By : Barbara Keddy
“Limitations only go so far”, Robert M.Hensel
Hearing loss appears to be common after a prolonged history of fibromyalgia.
It seems as though sensorineural hearing loss, that is, loss that is due to damage to the inner ear auditory nerve pathways to the brain, occurs more frequently in fibromyalgia than has been reported. Not hearing lovely sounds like that of this wonderful children’s group can have devastating effects on a person’s morale as with most deaf people, but added to which is the physical pain of fibromyalgia. It stands to reason that the tension and anxiety that goes hand and hand with fibromyalgia would result in jaw clenching, teeth grinding and tightened neck muscles, thereby affecting, among other muscles and nerves, the 7th cranial nerve which supplies all the muscles of the face
Many have written to ask me if TMJ (Temporomandibular Disorder) is common with fibromyalgia. TMJ results in the joint (that slides and rotates just in front of the ear) twisting during opening, closing or side motion movements. The challenges that occur can be sensitive teeth (no doubt why so many of us have unexplained tooth pain) and earaches. The jaw muscles with myofascial discomfort refer the pain to the teeth and ears, and can even cause headaches.

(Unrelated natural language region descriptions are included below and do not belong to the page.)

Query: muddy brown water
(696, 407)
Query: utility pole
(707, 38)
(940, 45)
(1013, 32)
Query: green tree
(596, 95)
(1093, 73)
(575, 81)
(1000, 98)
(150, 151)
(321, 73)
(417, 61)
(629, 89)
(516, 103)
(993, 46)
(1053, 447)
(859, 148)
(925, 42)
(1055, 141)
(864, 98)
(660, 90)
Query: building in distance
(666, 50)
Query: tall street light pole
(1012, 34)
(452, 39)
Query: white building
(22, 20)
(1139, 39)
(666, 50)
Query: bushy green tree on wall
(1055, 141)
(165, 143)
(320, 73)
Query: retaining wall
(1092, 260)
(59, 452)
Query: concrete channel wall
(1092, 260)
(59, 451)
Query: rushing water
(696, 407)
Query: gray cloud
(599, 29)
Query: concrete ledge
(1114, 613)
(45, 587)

The main nerve for the jaw joint is attached to the TMJ disk so that when it is compressed it tightens nerve and blood vessels around the ear and temple , especially if one has stiff neck muscles. Sometimes ringing in the ears (tinnitus) is a common complaint as well.

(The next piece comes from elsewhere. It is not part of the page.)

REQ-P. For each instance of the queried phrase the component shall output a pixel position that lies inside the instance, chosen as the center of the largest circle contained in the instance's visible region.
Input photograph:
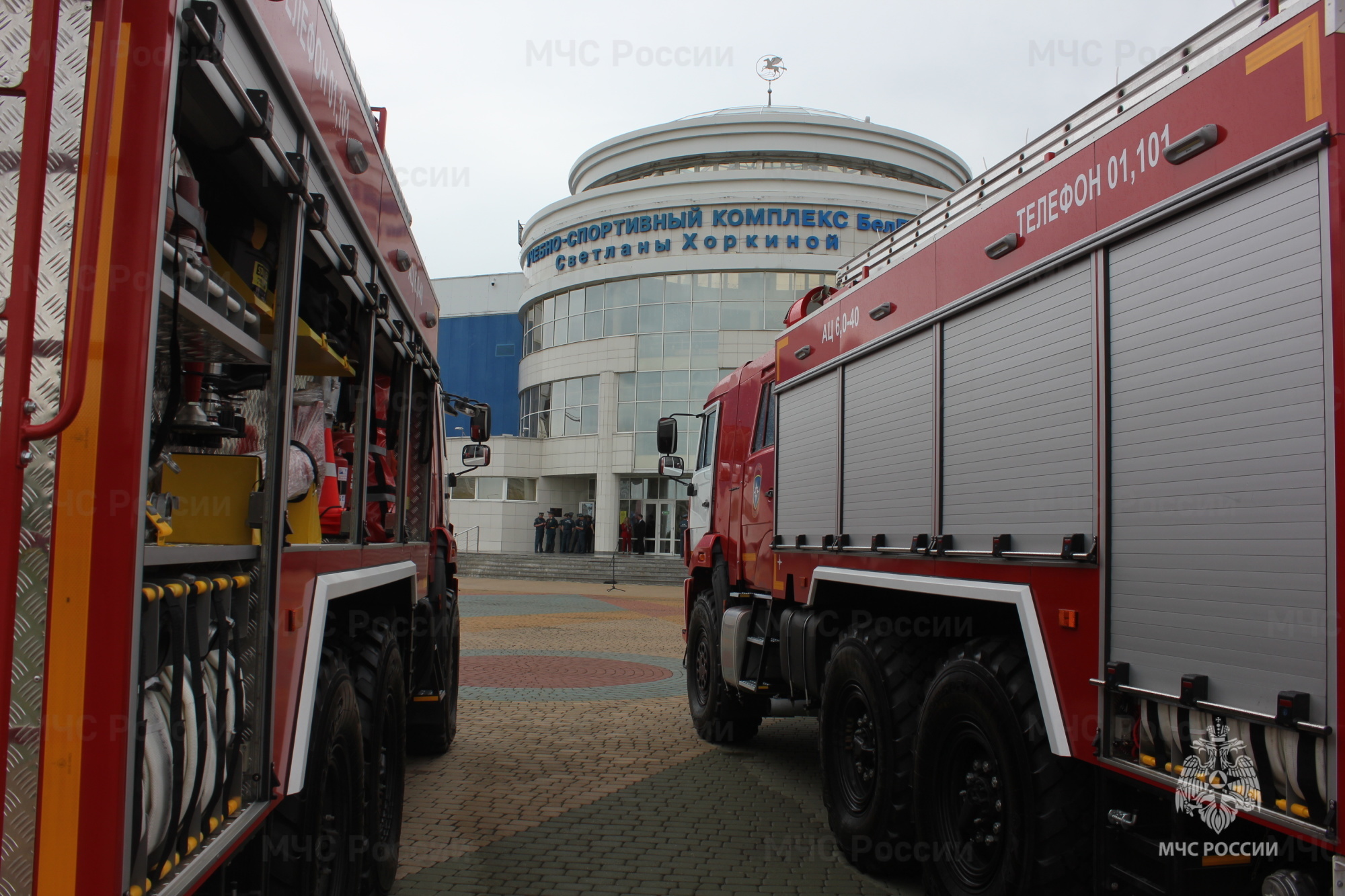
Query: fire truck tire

I have no proof of all of this and I admit to speculation as I am not an audiologist and I have not seen it written or described elsewhere but I have a strong intuition that this is the case for people with fibromyalgia who have increasing low frequency hearing loss. Often background noise, and/or many people talking in a room results in great sensitivity to noise in people with this type of hearing loss.

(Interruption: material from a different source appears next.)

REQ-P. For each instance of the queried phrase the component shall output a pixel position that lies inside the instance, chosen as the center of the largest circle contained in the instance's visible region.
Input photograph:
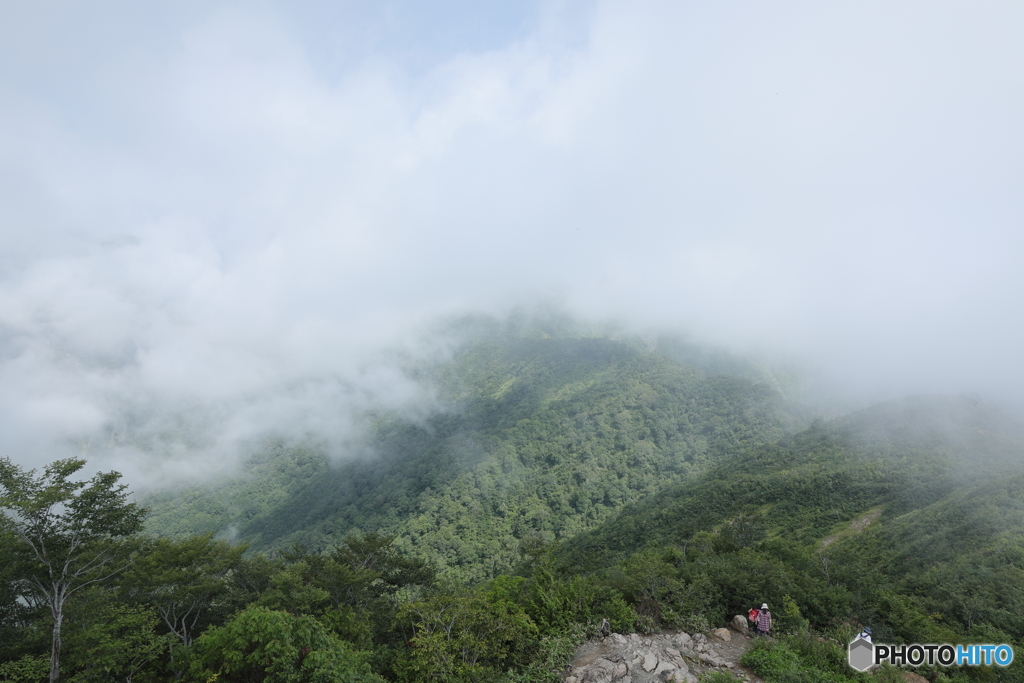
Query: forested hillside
(569, 479)
(544, 437)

This is just one more challenge for those of us who grind our teeth, absorb tension in our necks and jaws and suffer from headaches and earaches. Another reason for us to educate our health care professionals and especially our dentists and dental assistants that fibromyalgia does not leave a nerve in our bodies at peace! Furthermore, hearing loss impacts on our daily lives and our personal relationships. Hopefully we will hear more about the complexity of hearing loss and fibromyalgia in the near future.